With each lesson in massage or a cleansing technique, we were given the opportunity to volunteer as the subject of the demonstration massage, and to practice on our fellow students. We were all eager volunteers for the massage techniques, because, hey, free massage. When it was time for the lesson in Raktamokshan, there were surprisingly few volunteers, (meaning none), who were willing to step forward. Maybe it was the leeches.
You see, Raktamokshan is the art of bloodletting. Using leeches. You read that right. Bloodletting. With live leeches. When it became apparent that none of the students were willing to let a live leech have its way with their bodily fluids, it was decided that a member of the staff should “volunteer”. The teacher called down to the office, and a willing staff member soon appeared, looking as though she would rather be anywhere else. As she sat down in the volunteer chair, we all eagerly awaited what was to come.
The leeches, we were told, were specially bred for the purposes of bloodletting, and were of a variety that would suck only the toxins from the blood. As noble of a trait this seemed to be, there was a high degree of skepticism in the room, momentarily forgotten only by the appearance of the three-inch-long leech. I decided to name him Steve, because hey, he was part of our tribe now, and needed a name. Steve, your sacrifice will always be remembered.
Steve was removed from his surgical steel tray with a set of tweezers, and placed gently on the arm of Jasmin, our eager volunteer. Wiggling about, he seemed to unsure of his role, and was perhaps a little shy, given all the attention he was getting. After several minutes of watching him flail about, it was pronounced that he wasn’t happy with his location, and needed a better spot on her body, where he could get comfortable, maybe relax a little to do his job. Perhaps a little foreplay was all he needed.
Moving him to the other arm seemed to entice Steve’s bloodsucking libido a bit, and soon enough, he had latched on to Jasmin’s arm. She seemed not at all happy about this engagement, but knowing that her livelihood might be at stake, did her best to appear as though there were nowhere else she would rather be, and that letting a leech have its way with her was her idea of a good time.

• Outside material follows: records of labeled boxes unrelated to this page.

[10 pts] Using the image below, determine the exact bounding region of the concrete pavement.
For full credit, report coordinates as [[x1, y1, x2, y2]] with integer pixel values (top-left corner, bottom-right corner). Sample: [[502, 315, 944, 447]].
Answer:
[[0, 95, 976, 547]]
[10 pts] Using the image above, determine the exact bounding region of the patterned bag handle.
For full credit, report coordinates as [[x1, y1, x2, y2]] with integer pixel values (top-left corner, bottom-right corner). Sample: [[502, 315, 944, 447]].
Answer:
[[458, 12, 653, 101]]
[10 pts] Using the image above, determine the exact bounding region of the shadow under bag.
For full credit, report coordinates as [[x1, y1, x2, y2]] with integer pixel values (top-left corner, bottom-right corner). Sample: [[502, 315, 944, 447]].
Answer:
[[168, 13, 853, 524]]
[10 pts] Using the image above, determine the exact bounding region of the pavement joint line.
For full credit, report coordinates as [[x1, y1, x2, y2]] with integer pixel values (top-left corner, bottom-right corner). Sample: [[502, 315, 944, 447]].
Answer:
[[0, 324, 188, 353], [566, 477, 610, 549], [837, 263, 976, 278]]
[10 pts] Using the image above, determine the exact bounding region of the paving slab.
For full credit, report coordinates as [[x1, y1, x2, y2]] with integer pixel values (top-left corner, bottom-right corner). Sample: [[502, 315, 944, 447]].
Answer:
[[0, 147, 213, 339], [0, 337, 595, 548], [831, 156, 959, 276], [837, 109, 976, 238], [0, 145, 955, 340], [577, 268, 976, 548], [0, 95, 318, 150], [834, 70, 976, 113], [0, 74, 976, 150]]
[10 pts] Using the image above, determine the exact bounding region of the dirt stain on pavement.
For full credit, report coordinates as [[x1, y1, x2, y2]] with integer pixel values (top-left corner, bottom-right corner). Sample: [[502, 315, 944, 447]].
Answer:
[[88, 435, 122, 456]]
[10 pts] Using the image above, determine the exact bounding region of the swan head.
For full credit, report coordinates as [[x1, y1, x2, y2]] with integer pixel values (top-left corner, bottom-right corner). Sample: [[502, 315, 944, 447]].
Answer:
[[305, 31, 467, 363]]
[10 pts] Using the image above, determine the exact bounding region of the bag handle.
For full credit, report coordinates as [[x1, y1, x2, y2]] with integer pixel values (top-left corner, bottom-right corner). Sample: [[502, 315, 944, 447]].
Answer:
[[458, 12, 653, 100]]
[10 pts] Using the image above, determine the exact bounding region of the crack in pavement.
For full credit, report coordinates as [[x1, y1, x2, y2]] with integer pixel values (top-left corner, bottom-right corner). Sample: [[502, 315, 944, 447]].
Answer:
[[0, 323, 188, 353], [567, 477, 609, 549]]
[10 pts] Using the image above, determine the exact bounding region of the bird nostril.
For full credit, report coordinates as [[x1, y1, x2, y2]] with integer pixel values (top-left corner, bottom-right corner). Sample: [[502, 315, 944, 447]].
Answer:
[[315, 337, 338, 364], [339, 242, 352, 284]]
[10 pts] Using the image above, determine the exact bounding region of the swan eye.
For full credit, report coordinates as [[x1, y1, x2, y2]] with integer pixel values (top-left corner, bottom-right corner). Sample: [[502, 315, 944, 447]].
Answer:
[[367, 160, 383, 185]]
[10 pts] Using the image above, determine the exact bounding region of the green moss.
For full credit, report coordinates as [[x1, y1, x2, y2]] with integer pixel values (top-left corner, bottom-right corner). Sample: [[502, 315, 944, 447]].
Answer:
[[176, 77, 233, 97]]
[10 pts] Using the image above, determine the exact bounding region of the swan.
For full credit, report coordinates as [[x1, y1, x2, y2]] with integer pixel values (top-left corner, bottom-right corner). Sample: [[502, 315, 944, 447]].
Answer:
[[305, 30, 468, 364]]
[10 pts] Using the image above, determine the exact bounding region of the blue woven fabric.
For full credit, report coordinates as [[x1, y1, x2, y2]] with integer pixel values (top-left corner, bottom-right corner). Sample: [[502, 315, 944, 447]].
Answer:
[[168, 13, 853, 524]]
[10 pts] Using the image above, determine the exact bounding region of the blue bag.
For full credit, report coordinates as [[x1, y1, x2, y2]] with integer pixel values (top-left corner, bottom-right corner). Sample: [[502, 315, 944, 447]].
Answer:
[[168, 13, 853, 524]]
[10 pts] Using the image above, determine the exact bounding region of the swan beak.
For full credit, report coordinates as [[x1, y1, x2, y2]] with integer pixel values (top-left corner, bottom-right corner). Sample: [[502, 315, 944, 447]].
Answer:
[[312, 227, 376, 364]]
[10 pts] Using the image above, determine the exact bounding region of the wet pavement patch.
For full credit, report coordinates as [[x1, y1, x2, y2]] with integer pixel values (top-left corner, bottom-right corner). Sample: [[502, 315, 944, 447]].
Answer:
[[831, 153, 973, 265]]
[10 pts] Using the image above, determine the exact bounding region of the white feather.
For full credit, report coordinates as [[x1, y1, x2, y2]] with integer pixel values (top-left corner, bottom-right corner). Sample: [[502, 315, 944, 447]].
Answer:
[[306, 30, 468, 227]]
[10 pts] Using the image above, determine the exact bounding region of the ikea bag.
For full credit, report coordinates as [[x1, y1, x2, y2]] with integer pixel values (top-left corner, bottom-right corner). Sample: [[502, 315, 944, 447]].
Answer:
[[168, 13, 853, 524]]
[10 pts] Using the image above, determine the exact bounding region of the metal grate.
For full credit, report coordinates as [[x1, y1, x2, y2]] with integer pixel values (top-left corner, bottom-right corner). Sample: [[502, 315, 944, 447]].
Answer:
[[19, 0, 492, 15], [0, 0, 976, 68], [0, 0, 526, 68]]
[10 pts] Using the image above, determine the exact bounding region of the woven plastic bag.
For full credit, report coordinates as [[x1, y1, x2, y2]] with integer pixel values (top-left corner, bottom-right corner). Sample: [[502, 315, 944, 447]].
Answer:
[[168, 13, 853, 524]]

Soon enough, Steve was undulating away, rhythmically thrusting on Jasmin’s arm, presumable enjoying an orgasmic feast of toxic blood. His body rippled and pulsed with his suction, and he had soon tripled in size. After a time, he appeared to have satiated his lust, and ceased his movement, resting contentedly on Jasmin’s now spent arm.
Removing him gently with the tweezers, he was placed again in his stainless steel tray to bask in the afterglow of his efforts. Our teacher then produced a jar of Turmeric powder, explaining that dousing him with Turmeric would cause him to vomit all the toxic blood, thus preventing him any harm from what he had ingested. Sure enough, after being liberally sprinkled with the yellow-orange powder, he began undulating again, and had soon vomited up the contents of his sanguine feast. We were assured that these leeches were raised on a special leech farm by leech wranglers, who took special care to attend to their every need, and were only used once, to prevent any blood contamination. Thanks Steve, you had a good life. I’m sure Jasmin was eternally grateful for the services you performed. Now please stay away from me and my family.